Effects of ground-based radiation on embryonic development. (A) To investigate the responses of mouse embryos to the accumulated low- doses of radiation, we irradiated 2-cell embryos with Cs-137 gamma at the doses of 0.1 mGy, 0.5 mGy and 2 mGy in ground-based experiments. (B) The percentage of 2-cell embryos that successfully developed to the blastocyst stage during in vitro cultivation with radiation exposure. Data are presented as the means ± SEM from four independent experiments. ^*P < 0.05; ^**P < 0.01; n.s., not significant (P > 0.05). (C) Representative fluorescence images of γH2AX in blastocysts that developed from 2-cell embryos with or without exposure to different doses of radiation for 64 h. Scale bars, 50 μm. (D) The level of genome-wide DNA methylation in blastocysts exposed to 0, 0.1, 0.5 and 2 mGy radiation. The results are shows as the means ± SEM. ^*P < 0.05; n.s., not significant (P < 0.05) (t-test). (E) The number of differentially methylated regions (DMRs) in each pair-wise comparison of groups are shown.
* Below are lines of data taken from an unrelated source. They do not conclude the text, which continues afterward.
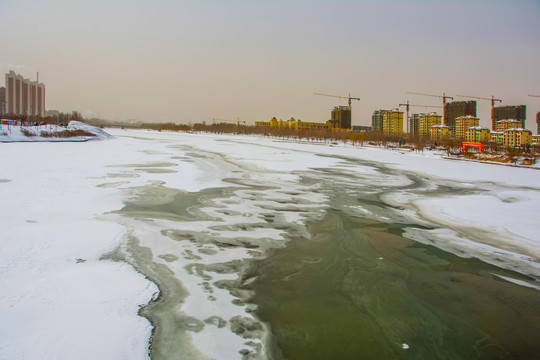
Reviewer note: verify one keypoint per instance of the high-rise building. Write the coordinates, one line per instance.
(440, 132)
(455, 109)
(2, 101)
(341, 117)
(503, 125)
(462, 123)
(425, 122)
(393, 122)
(517, 137)
(413, 125)
(376, 120)
(478, 134)
(24, 97)
(517, 112)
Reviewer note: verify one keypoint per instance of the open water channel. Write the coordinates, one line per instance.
(316, 263)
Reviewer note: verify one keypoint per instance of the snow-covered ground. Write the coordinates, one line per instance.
(60, 301)
(17, 133)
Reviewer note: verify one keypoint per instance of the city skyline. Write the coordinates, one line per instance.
(186, 61)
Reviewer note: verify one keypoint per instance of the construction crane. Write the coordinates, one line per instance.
(237, 121)
(444, 97)
(340, 97)
(492, 105)
(407, 105)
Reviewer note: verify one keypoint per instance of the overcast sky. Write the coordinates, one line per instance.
(186, 61)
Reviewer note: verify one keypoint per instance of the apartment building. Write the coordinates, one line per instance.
(440, 132)
(516, 112)
(503, 125)
(478, 134)
(24, 97)
(377, 120)
(517, 137)
(455, 109)
(393, 122)
(426, 122)
(462, 123)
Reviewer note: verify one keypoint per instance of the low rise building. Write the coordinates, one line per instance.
(478, 134)
(462, 123)
(425, 122)
(393, 122)
(440, 132)
(516, 112)
(292, 123)
(503, 125)
(497, 137)
(517, 137)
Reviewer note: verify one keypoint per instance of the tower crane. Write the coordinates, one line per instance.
(492, 106)
(407, 105)
(340, 97)
(444, 97)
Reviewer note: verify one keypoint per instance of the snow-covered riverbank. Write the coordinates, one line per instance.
(61, 301)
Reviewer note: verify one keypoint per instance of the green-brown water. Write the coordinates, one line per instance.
(325, 259)
(359, 290)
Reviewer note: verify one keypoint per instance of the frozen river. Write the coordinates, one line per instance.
(247, 247)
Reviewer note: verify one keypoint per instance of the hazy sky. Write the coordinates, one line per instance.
(186, 61)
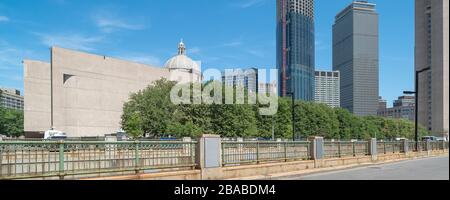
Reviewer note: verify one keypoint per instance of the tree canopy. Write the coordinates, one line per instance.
(11, 122)
(152, 113)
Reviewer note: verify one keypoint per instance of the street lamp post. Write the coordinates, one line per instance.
(416, 94)
(292, 94)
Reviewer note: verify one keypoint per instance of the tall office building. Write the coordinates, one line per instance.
(431, 50)
(295, 48)
(404, 108)
(247, 79)
(328, 88)
(355, 55)
(11, 99)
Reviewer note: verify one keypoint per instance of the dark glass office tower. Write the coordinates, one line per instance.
(295, 48)
(355, 55)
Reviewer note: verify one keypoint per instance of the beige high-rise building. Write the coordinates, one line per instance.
(83, 94)
(431, 50)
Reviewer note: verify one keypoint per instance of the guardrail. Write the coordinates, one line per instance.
(239, 153)
(21, 160)
(345, 149)
(388, 147)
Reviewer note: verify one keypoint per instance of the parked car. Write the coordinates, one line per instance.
(54, 135)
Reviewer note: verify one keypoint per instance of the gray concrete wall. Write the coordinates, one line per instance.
(88, 91)
(36, 96)
(90, 102)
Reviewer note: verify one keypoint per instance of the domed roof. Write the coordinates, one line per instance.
(181, 61)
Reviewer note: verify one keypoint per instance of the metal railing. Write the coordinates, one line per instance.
(345, 149)
(22, 160)
(239, 153)
(388, 147)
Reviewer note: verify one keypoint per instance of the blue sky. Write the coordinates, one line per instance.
(220, 33)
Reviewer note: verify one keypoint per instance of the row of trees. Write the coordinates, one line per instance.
(11, 122)
(150, 112)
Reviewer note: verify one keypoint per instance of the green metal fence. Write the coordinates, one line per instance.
(345, 149)
(388, 147)
(20, 160)
(239, 153)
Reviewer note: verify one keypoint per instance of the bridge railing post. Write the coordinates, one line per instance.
(61, 173)
(373, 149)
(317, 150)
(405, 143)
(209, 157)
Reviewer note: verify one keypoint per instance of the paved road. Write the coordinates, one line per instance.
(424, 169)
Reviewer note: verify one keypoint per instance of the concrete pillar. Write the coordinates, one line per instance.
(280, 145)
(405, 143)
(373, 150)
(240, 147)
(209, 157)
(187, 146)
(316, 150)
(112, 139)
(428, 147)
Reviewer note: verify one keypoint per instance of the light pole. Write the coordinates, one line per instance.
(292, 94)
(416, 94)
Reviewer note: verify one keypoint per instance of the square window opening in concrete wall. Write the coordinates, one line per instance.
(66, 78)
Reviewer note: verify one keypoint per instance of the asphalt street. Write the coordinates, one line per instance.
(423, 169)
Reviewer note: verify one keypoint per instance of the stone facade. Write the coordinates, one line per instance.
(82, 94)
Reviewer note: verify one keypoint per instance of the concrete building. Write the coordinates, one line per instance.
(295, 48)
(404, 108)
(83, 94)
(11, 99)
(431, 50)
(382, 103)
(328, 88)
(268, 88)
(355, 55)
(247, 78)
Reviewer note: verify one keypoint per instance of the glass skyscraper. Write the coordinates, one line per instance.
(295, 48)
(355, 56)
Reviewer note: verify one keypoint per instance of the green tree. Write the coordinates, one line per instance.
(133, 125)
(11, 122)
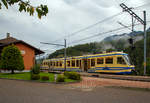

Blue and red bars indicate the proportion of hypermethylated and hypomethylated DMRs.

Figure 5.

Effects of simulated microgravity on preimplantation embryonic development. (A) An image of the experimental apparatus, in which the embryos were inoculated into 10 mL of the culture vessel of RCCS for the simulated microgravity culture and static culture in CO₂ incubators. (B) The rates of development of embryos to the blastocyst stages under normal gravity (NG) and simulated microgravity (SMG) conditions. Data are presented as the means ± SEM from four independent experiments (embryos analysed: n = 899 for NG; n = 886 for SMG). (C) Representative fluorescence images of γH2AX in blastocysts that were developed from 2-cell embryos exposed to NG and SMG conditions for 64 h. Scale bars, 50 μm. (D) The levels of genome-wide DNA methylation in NG and SMG blastocysts are shown. Data are presented as the means ± SEM from four blastocysts. (E) The number of differentially methylated regions (DMRs) between SMG and NG group are shown. Blue and red bars indicate the proportion of hypermethylated and hypomethylated DMRs. Throughout, a Student's t-test (two-tailed) was used for statistical analysis; n.s., not significant.